Recolhimento de palha em cana-de-açúcar: devemos retirar a mesma quantidade em todos os tipos de solos que ocorrem na usina?

A palha da cana-de-açúcar vem sendo considerada um dos mais importantes resíduos orgânicos para a produção de etanol de segunda geração, bem como para gerar energia elétrica. Desta forma, muitas usinas estão se estruturando para trabalhar com essas tecnologias em escala comercial. No entanto, é importante termos o conhecimento de que nem todo solo é passível de se retirar a palha e continuar produzindo cana-de-açúcar. É fundamental termos em mãos a Carta de Solos para planejarmos as áreas em que será retirada a palha da superfície, pois solos de alto potencial produzem muito mais palha que os solos de baixo potencial. Dentro desse conceito a retirada da palha nos solos de alto potencial (ambientes A, B) não iria interferir na produtividade e nem na longevidade do canavial.

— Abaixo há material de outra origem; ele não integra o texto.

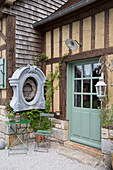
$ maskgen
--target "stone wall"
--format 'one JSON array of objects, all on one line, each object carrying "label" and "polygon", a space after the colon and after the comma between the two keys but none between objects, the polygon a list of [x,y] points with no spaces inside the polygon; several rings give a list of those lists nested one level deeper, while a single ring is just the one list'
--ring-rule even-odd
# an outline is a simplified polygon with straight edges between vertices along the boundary
[{"label": "stone wall", "polygon": [[5,121],[8,121],[6,117],[7,109],[5,106],[0,105],[0,140],[5,141],[6,145],[9,143],[9,136],[8,136],[8,126]]}]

Já nos ambientes C e D a retirada pode acontecer, sendo necessário ter cautela na quantidade a ser retirada. E finalmente é importante ressaltar que não é aconselhável fazer a retirada nos solos arenosos e rasos (ambiente E), pois sem palha em superfície, tais solos se degradam rapidamente constituindo-se em um sistema sem sustentabilidade. É viável retirar a palha da superfície do solo, mas sempre planejando essa retirada de acordo com o tipo de solo e seu potencial de produção. Quem não faz a retirada de palha utilizando como base de informação a Carta de Solos pode inviabilizar a produção de cana-de-açúcar em algumas áreas da usina e, portanto, ver o lucro se transformar em prejuízo.